For Azure, the setup looks like this:

  1. Create or use an existing App Registration (Service Principal) in Entra ID
  2. Add a Federated Identity Credential that trusts tokens from your GitHub repo
  3. Scope the trust to specific branches or environments (e.g., only main, only the production environment)
  4. Set id-token: write in your workflow permissions

The Terraform provider picks this up automatically with ARM_USE_OIDC=true. Your workflow authenticates without a single secret stored in GitHub.

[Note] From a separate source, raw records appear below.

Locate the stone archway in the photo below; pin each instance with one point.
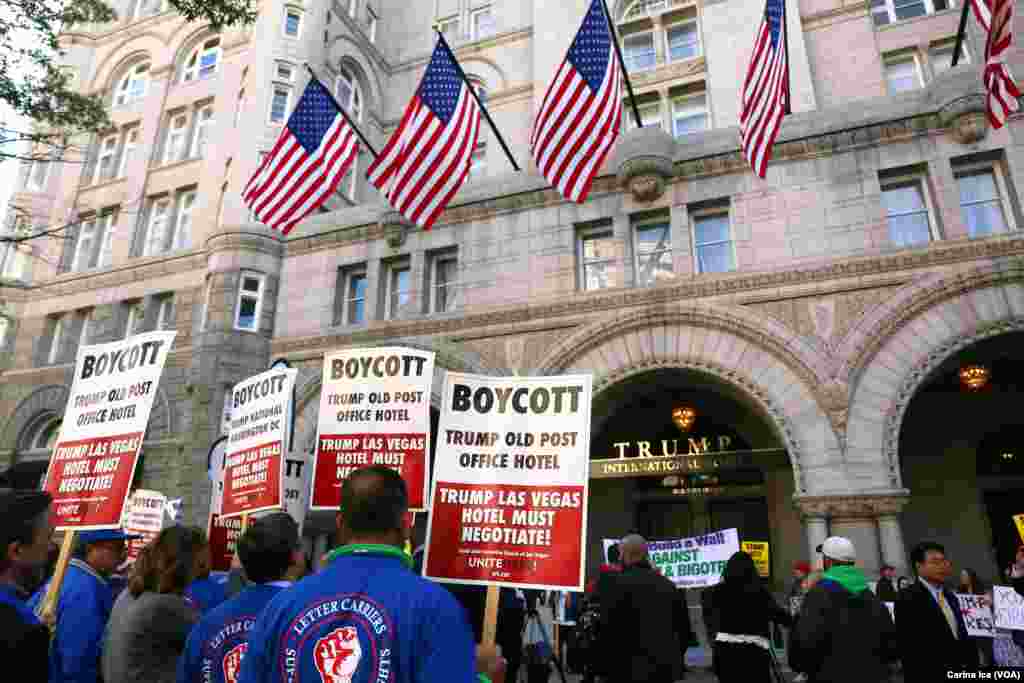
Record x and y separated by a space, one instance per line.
770 366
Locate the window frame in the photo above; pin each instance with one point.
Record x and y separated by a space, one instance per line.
244 294
591 232
712 212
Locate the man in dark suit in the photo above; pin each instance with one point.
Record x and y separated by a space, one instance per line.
932 635
645 629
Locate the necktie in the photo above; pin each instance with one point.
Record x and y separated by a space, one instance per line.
948 613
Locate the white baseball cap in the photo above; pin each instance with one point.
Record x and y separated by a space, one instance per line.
839 548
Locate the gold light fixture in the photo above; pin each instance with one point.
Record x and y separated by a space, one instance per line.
975 377
683 417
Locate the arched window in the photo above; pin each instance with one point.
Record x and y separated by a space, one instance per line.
133 85
349 93
203 61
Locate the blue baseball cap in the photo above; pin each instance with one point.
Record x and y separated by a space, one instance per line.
98 536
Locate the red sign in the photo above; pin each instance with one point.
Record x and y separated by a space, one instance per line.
340 455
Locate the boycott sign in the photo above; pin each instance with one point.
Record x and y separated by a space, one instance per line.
694 562
509 501
94 458
1009 609
145 517
258 436
375 410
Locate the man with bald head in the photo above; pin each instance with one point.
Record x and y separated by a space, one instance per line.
645 629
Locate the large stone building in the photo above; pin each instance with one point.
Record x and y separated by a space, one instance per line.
816 321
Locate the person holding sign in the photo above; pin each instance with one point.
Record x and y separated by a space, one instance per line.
25 538
366 616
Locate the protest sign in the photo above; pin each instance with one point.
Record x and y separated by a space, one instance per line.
759 551
375 410
509 501
977 614
145 517
1009 608
694 562
253 479
95 454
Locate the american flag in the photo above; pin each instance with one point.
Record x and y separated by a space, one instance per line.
996 18
582 112
766 88
428 157
308 161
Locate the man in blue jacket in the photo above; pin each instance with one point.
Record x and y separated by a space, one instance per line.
366 617
83 606
268 550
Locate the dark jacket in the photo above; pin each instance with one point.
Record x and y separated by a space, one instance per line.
25 640
927 645
644 627
844 633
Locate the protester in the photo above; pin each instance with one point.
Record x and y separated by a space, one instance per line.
645 628
739 609
150 626
367 611
844 633
886 588
25 538
83 605
933 637
270 550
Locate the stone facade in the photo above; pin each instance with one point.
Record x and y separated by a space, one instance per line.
824 325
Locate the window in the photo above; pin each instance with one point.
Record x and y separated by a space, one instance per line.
279 103
689 115
398 294
293 20
902 74
250 301
353 300
108 156
482 22
599 258
349 94
174 147
638 51
652 250
203 61
713 243
443 290
684 41
160 216
981 194
128 151
133 85
906 212
888 11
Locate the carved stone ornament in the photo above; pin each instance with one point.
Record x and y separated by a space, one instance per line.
966 118
396 228
645 162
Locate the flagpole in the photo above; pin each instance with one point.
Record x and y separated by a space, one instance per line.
472 90
341 109
961 33
622 62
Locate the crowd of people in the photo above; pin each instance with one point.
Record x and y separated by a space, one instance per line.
369 610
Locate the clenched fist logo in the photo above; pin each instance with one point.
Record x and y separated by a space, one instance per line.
338 655
232 663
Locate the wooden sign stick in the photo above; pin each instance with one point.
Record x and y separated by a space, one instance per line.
48 609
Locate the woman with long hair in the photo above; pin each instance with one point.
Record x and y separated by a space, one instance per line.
740 609
148 628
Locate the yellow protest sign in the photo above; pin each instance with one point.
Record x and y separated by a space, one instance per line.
759 551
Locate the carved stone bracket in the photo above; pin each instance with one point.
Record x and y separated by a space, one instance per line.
645 162
966 118
853 507
396 228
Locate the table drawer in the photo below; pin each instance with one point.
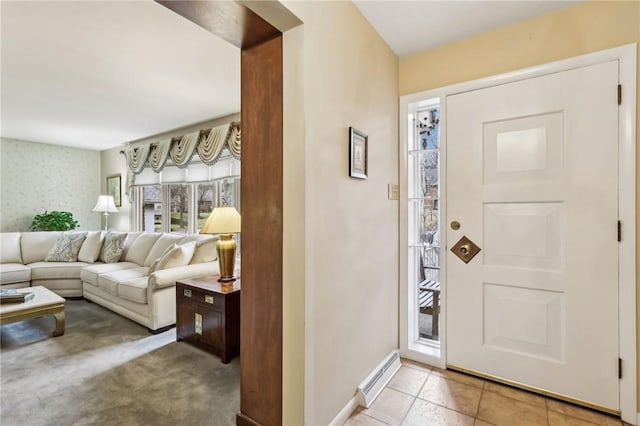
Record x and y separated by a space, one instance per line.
195 295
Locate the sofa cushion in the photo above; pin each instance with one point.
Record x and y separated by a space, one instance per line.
205 251
112 247
56 270
140 248
14 273
90 274
134 290
10 247
128 242
110 280
67 247
90 250
160 246
179 255
36 245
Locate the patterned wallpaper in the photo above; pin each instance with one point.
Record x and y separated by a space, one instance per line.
35 177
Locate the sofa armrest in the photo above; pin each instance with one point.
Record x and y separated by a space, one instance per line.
168 277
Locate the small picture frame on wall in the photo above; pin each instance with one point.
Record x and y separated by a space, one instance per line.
358 146
113 189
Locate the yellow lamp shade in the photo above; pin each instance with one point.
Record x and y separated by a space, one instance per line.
222 220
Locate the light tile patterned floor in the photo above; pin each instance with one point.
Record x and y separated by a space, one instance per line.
419 396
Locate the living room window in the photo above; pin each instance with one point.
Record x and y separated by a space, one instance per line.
182 207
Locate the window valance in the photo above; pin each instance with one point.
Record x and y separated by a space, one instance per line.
207 143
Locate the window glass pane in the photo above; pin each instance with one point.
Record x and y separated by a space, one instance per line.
428 129
207 200
151 208
179 207
424 221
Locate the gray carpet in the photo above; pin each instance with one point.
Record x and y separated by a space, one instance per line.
108 370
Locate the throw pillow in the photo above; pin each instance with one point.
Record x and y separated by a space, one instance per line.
180 255
112 247
66 247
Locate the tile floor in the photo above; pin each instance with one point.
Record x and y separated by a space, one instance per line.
421 395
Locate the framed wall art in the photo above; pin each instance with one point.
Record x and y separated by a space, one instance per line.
113 189
358 145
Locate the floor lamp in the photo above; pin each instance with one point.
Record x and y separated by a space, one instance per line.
105 205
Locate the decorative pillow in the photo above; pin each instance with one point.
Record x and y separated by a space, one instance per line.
90 250
112 247
66 247
180 255
205 251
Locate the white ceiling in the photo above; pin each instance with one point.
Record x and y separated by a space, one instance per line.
413 26
96 74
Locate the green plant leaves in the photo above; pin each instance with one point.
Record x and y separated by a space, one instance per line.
54 221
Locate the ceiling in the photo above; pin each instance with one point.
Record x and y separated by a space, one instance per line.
410 27
96 74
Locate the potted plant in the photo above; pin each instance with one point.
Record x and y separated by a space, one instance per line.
54 221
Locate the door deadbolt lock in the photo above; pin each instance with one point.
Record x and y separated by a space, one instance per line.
465 249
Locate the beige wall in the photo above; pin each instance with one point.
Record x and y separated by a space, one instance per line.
113 163
36 177
581 29
346 76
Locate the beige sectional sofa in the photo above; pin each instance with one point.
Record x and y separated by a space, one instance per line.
139 286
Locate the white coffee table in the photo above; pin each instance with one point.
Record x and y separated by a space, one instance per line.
44 302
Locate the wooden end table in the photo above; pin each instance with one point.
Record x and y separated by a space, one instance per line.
208 315
44 302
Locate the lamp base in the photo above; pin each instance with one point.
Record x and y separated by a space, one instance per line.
226 248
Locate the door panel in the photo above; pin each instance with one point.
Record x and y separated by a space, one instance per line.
532 179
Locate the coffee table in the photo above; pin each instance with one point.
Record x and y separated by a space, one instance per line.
44 302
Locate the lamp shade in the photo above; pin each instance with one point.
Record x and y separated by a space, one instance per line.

Complete Terraform CI/CD Workflow

Here’s a complete, production-ready workflow. It plans on PRs, posts the output as a comment, and applies on merge — with concurrency guards and OIDC auth baked in.

name: "Terraform CI/CD"

on:
  pull_request:
    branches: [main]
    paths: ["infra/terraform/**"]
  push:
    branches: [main]
    paths: ["infra/terraform/**"]

permissions:
  contents: read
  pull-requests: write
  id-token: write # Required for OIDC

concurrency:
  group: terraform-${{ github.ref }}
  cancel-in-progress: false # Never cancel an in-progress apply

env:
  TF_DIR: infra/terraform
  ARM_USE_OIDC: true
  ARM_CLIENT_ID: ${{ secrets.AZURE_CLIENT_ID }}
  ARM_SUBSCRIPTION_ID: ${{ secrets.AZURE_SUBSCRIPTION_ID }}
  ARM_TENANT_ID: ${{ secrets.AZURE_TENANT_ID }}

jobs:
  plan:
    name: "Terraform Plan"
    if: github.event_name == 'pull_request'
    runs-on: ubuntu-latest
    steps:
      - uses: actions/checkout@v4

      - uses: hashicorp/setup-terraform@v3
        with:
          terraform_version: "1.9.x"

      - name: Azure Login (OIDC)
        uses: azure/login@v2
        with:
          client-id: ${{ secrets.AZURE_CLIENT_ID }}
          tenant-id: ${{ secrets.AZURE_TENANT_ID }}
          subscription-id: ${{ secrets.AZURE_SUBSCRIPTION_ID }}

      - name: Terraform Init
        working-directory: ${{ env.TF_DIR }}
        run: terraform init -input=false

      - name: Terraform Validate
        working-directory: ${{ env.TF_DIR }}
        run: terraform validate

      - name: Terraform Plan
        id: plan
        working-directory: ${{ env.TF_DIR }}
        run: terraform plan -no-color -input=false -out=tfplan
        continue-on-error: true

      - name: Post Plan to PR
        uses: borchero/terraform-plan-comment@v2
        with:
          token: ${{ github.token }}
          planfile: ${{ env.TF_DIR }}/tfplan
          working-directory: ${{ env.TF_DIR }}

      - name: Fail on Plan Error
        if: steps.plan.outcome == 'failure'
        run: exit 1

  apply:
    name: "Terraform Apply"
    if: github.event_name == 'push' && github.ref == 'refs/heads/main'
    runs-on: ubuntu-latest
    environment: production # Requires approval
    steps:
      - uses: actions/checkout@v4

      - uses: hashicorp/setup-terraform@v3
        with:
          terraform_version: "1.9.x"

      - name: Azure Login (OIDC)
        uses: azure/login@v2
        with:
          client-id: ${{ secrets.AZURE_CLIENT_ID }}
          tenant-id: ${{ secrets.AZURE_TENANT_ID }}
          subscription-id: ${{ secrets.AZURE_SUBSCRIPTION_ID }}

      - name: Terraform Init
        working-directory: ${{ env.TF_DIR }}
        run: terraform init -input=false

      - name: Terraform Apply
        working-directory: ${{ env.TF_DIR }}
        run: terraform apply -auto-approve -input=false -lock-timeout=5m

A few things worth calling out:

  • concurrency group prevents two applies from running simultaneously. The cancel-in-progress: false setting ensures a running apply is never killed mid-execution — that’s how you end up with half-deployed infrastructure and a corrupted state file.
  • -lock-timeout=5m on the apply step tells Terraform to wait up to five minutes for the state lock instead of failing immediately. This is your second layer of protection if concurrency controls somehow overlap.
  • environment: production on the apply job ties it to a GitHub environment, which you can configure with required reviewers, wait timers, and branch restrictions.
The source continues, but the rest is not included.